The ability to balance the host gut microbiota with probiotics has been documented. Chicken performance is linked to the gut microbiota. According to Torok's research, there are 8 common performance-linked OTU identified within both the ileum and cecum of chickens based on 16S rRNA gene sequences, which belong to the phyla Firmicutes, Bacteroidetes, Proteobacteria, and Verrucomicrobia (Torok et al., 2011). Interestingly, our results showed that the major phyla of Firmicutes, Bacteroidetes, Proteobacteria, and Verrucomicrobia were observed along the GI tract in all groups, especially in the duodenum and cecum. Furthermore, Bacteroidetes, Proteobacteria, and Verrucomicrobia were observed much higher abundance in the jejunum and ileum of the Sb group compared with the control and Bs groups. When the sequences were classified further into the genus levels, our present results were also similar to those of Torok et al. (2011). At the genus level, we found that Akkermansia, Bacteroides and Lactobacillus, which were performance-related genera (Torok et al., 2011) observed in the duodenum (except for Lactobacillus in the control and Bacteroides in the Bs group) and cecum at a much higher abundance compared with other intestinal sections. A low abundance of Akkermansia and Bacteroides was in the jejunum and cecum, whereas Lactobacillus was enriched in the jejunum and ileum, which was consistent with previous studies (Stanley et al., 2012, van der Hoeven-Hangoor et al., 2013). In addition, we also observed a very high abundance of Prevotella in the duodenum and cecum among the 3 treatment groups. Prevotella has been shown to be the dominant genus in both ruminants and swine (Kim et al., 2011, Stevenson and Weimer, 2007). Recently, Kang et al. (2013) demonstrated significantly lower abundances of the genera Prevotella, Coprococcus, and unclassified Veillonellaceae in samples from autistic children. This finding indicated that Prevotella may play an important role in animal behavior and health.
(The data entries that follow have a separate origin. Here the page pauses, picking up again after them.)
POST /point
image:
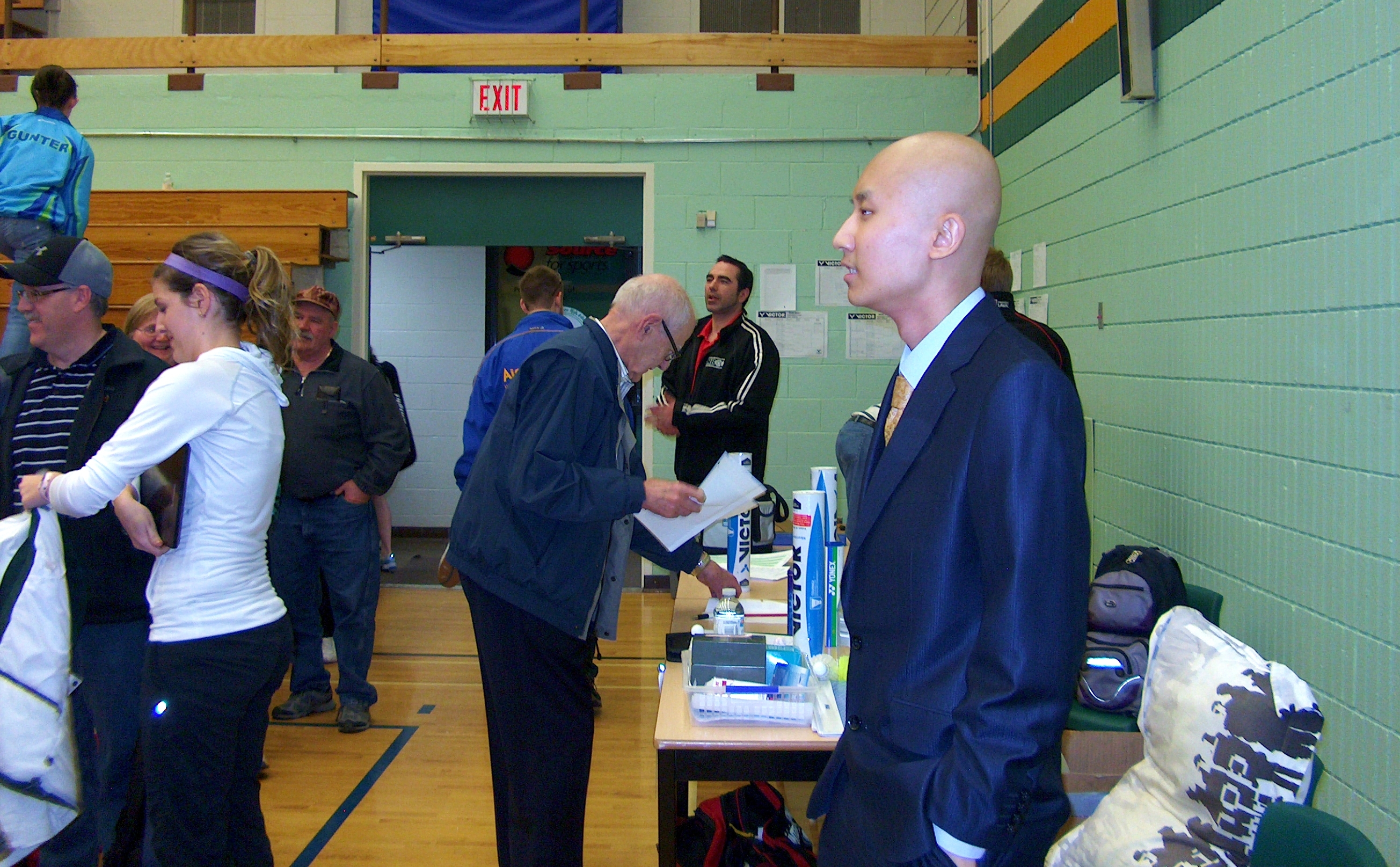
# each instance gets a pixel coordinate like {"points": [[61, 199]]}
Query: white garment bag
{"points": [[38, 761]]}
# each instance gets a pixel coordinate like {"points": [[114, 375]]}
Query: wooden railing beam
{"points": [[494, 49]]}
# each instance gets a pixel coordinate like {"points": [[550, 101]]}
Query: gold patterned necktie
{"points": [[896, 405]]}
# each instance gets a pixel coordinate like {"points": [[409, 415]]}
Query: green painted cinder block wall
{"points": [[777, 202], [1242, 236]]}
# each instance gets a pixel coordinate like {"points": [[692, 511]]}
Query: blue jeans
{"points": [[19, 240], [107, 720], [330, 535]]}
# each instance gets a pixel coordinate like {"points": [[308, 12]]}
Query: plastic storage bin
{"points": [[748, 705]]}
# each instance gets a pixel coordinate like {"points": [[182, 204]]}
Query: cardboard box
{"points": [[1094, 761]]}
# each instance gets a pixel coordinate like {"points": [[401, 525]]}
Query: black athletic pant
{"points": [[539, 726], [205, 705]]}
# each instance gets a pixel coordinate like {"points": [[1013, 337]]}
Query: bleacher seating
{"points": [[137, 227]]}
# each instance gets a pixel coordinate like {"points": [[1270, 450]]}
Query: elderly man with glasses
{"points": [[70, 391], [541, 538]]}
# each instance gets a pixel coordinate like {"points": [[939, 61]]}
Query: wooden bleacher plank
{"points": [[496, 49], [680, 49], [293, 244], [202, 208]]}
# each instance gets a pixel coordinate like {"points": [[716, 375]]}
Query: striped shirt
{"points": [[47, 415]]}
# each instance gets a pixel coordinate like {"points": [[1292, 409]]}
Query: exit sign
{"points": [[507, 97]]}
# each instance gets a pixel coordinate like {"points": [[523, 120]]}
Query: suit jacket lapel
{"points": [[888, 464]]}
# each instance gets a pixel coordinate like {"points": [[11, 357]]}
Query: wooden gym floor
{"points": [[416, 788]]}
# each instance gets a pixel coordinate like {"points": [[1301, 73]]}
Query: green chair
{"points": [[1291, 835], [1085, 719], [1206, 601]]}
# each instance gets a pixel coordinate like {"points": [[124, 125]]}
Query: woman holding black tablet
{"points": [[220, 638]]}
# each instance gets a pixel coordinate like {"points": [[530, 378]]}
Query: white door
{"points": [[427, 316]]}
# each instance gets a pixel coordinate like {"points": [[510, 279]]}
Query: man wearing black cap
{"points": [[70, 392], [346, 442]]}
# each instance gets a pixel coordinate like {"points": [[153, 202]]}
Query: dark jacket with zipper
{"points": [[107, 576], [535, 519], [342, 424], [726, 405]]}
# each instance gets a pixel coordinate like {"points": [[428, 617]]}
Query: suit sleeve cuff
{"points": [[954, 847]]}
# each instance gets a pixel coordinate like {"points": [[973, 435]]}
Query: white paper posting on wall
{"points": [[1038, 309], [871, 335], [777, 286], [830, 285], [797, 334]]}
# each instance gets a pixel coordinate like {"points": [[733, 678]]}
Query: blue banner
{"points": [[496, 17]]}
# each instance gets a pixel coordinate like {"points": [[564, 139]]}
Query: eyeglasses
{"points": [[34, 296], [675, 351]]}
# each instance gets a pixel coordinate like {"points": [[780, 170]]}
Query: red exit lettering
{"points": [[500, 98]]}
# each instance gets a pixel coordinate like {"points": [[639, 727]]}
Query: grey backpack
{"points": [[1132, 589]]}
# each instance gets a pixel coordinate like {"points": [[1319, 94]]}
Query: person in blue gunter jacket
{"points": [[45, 181]]}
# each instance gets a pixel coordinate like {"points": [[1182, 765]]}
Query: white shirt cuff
{"points": [[954, 847]]}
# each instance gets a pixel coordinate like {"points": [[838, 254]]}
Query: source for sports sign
{"points": [[505, 97]]}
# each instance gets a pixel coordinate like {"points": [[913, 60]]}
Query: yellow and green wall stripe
{"points": [[1062, 52]]}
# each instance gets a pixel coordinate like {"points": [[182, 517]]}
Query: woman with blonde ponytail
{"points": [[220, 639]]}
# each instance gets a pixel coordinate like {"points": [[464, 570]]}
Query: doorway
{"points": [[553, 212]]}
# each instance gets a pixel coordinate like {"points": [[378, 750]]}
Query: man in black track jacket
{"points": [[720, 391]]}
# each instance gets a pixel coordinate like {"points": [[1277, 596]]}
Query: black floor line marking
{"points": [[362, 789]]}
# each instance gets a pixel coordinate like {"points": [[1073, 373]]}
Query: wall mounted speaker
{"points": [[1136, 51]]}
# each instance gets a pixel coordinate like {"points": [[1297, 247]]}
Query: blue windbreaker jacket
{"points": [[498, 369], [45, 171]]}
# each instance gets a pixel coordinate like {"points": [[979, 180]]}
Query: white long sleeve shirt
{"points": [[226, 405]]}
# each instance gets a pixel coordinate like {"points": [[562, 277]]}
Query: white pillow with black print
{"points": [[1226, 733]]}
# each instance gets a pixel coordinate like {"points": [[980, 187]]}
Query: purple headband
{"points": [[210, 278]]}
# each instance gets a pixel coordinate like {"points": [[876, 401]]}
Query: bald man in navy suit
{"points": [[966, 585]]}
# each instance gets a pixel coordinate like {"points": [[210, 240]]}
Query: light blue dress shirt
{"points": [[915, 365]]}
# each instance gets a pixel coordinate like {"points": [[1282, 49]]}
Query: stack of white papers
{"points": [[728, 491]]}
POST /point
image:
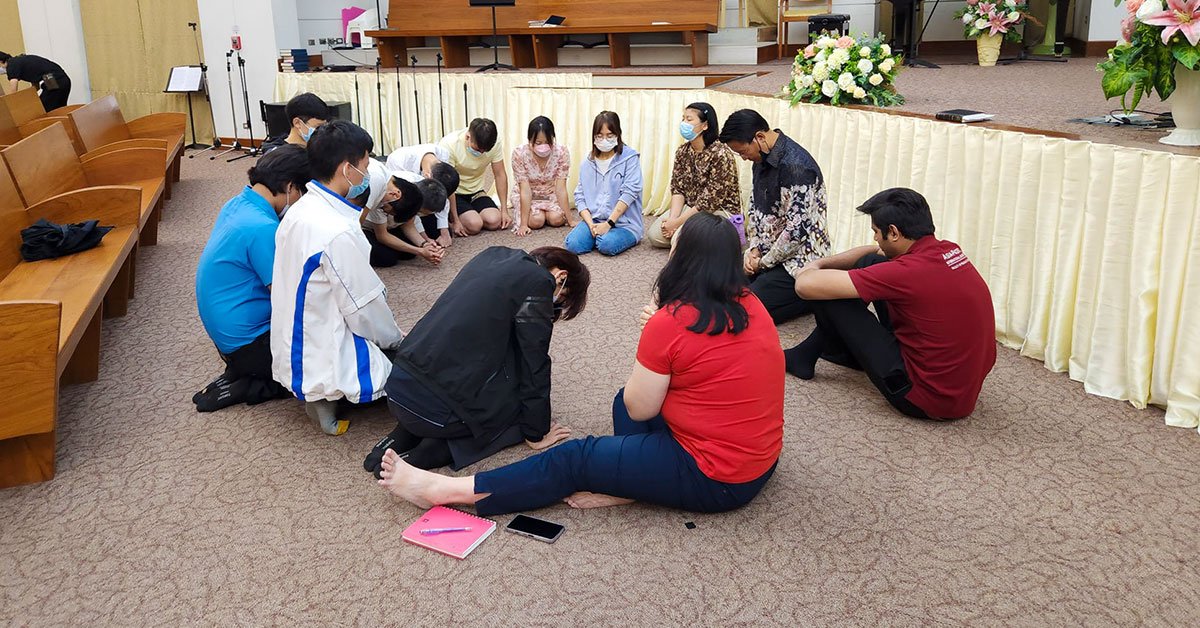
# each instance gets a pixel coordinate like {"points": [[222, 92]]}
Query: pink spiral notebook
{"points": [[457, 544]]}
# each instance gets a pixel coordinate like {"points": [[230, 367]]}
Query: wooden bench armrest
{"points": [[163, 125], [126, 165], [65, 109], [29, 354], [118, 205], [142, 142]]}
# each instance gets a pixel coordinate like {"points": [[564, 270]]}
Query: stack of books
{"points": [[294, 60]]}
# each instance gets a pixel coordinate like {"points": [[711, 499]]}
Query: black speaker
{"points": [[277, 123], [828, 23]]}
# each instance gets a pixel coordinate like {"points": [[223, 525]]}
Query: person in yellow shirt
{"points": [[472, 150]]}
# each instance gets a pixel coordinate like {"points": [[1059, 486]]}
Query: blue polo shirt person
{"points": [[233, 280]]}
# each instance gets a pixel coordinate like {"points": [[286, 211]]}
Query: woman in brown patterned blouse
{"points": [[705, 177]]}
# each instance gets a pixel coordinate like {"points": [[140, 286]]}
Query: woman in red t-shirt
{"points": [[699, 425]]}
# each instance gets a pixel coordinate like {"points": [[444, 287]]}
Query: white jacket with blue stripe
{"points": [[329, 309]]}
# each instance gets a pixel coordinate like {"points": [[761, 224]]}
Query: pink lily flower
{"points": [[1181, 16], [999, 27]]}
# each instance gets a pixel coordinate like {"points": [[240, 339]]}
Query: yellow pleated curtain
{"points": [[1092, 251], [132, 45]]}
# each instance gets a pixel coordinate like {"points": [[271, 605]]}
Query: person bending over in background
{"points": [[703, 178], [42, 73], [472, 151], [391, 221], [432, 162], [233, 281], [609, 195], [330, 320], [786, 220], [306, 113], [539, 187], [699, 425], [473, 375], [931, 340]]}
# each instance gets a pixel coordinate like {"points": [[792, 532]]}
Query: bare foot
{"points": [[594, 500], [405, 480]]}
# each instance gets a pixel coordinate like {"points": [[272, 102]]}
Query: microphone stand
{"points": [[233, 111], [417, 101], [204, 85], [442, 117], [400, 106], [379, 99], [250, 125]]}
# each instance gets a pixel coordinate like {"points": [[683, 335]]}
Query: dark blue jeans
{"points": [[642, 461]]}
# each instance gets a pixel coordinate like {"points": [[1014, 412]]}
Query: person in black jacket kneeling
{"points": [[473, 375]]}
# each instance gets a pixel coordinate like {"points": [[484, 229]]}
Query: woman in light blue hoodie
{"points": [[610, 193]]}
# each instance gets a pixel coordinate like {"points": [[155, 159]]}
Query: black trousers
{"points": [[420, 412], [777, 291], [477, 202], [855, 338], [53, 99], [252, 363]]}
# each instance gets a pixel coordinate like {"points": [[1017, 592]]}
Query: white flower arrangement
{"points": [[841, 70]]}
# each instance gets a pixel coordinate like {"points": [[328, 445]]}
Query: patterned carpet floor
{"points": [[1047, 507]]}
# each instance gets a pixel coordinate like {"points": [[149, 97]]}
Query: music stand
{"points": [[187, 79], [496, 49]]}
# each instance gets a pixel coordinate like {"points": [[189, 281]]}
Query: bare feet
{"points": [[594, 500], [405, 480]]}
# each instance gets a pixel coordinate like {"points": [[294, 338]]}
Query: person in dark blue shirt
{"points": [[233, 280], [45, 75]]}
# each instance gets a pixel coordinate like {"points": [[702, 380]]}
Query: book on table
{"points": [[448, 531], [963, 115]]}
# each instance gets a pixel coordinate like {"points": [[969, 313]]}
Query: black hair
{"points": [[901, 207], [280, 167], [612, 121], [742, 125], [708, 115], [541, 125], [334, 143], [579, 277], [433, 195], [705, 270], [447, 175], [483, 133], [306, 106], [409, 202]]}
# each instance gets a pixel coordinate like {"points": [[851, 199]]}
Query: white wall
{"points": [[256, 22], [323, 18], [287, 24], [1104, 22], [53, 29]]}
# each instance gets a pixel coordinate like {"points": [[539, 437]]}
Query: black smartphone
{"points": [[538, 528]]}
The gut microbiota plays an important role in host metabolism and nutrient absorption. The microbes help break down and digest the food ingested by the host. In ruminant livestock, the gut microbiota are required to fulfill approximately 70% of the animal's daily energy requirements (Flint and Bayer, 2008). The small intestine, which consists of the duodenum, jejunum, and ileum, is the compartment where most of the digestion and absorption of nutrients occurs (Renner, 1965). Previous studies showed that the activities of jejunal digestive enzymes (Na+ K+ ATPase, lipase and γ-glutamyl transpeptidase [γGT]) were significantly increased in the Sb treatment group, and the activity of γGT in the Bs treatment group also significantly increased compared with the control (Rajput et al., 2013b). Moreover, the villus height and width in the jejunum and ileum increased after Sb administration (Rajput et al., 2013a). Interestingly, our results showed that the microbial community in jejunum significantly differed among the Bs, Sb, and control groups at the genus level based on the PCA, forming 3 different clusters. The same result was also observed when it was analyzed base on the category of metabolism by PCA. These findings indicated that Sb and Bs administrations, especially that of Sb, could enhance food digestion and nutrient absorption by regulating or optimizing the gut microbial community composition, subsequently improve growth performance.

In conclusion, the results of the present study revealed that Sb and Bs can modulate a healthier microbial ecosystem, subsequently enhance the health status of broilers, and eventually improve the growth performance.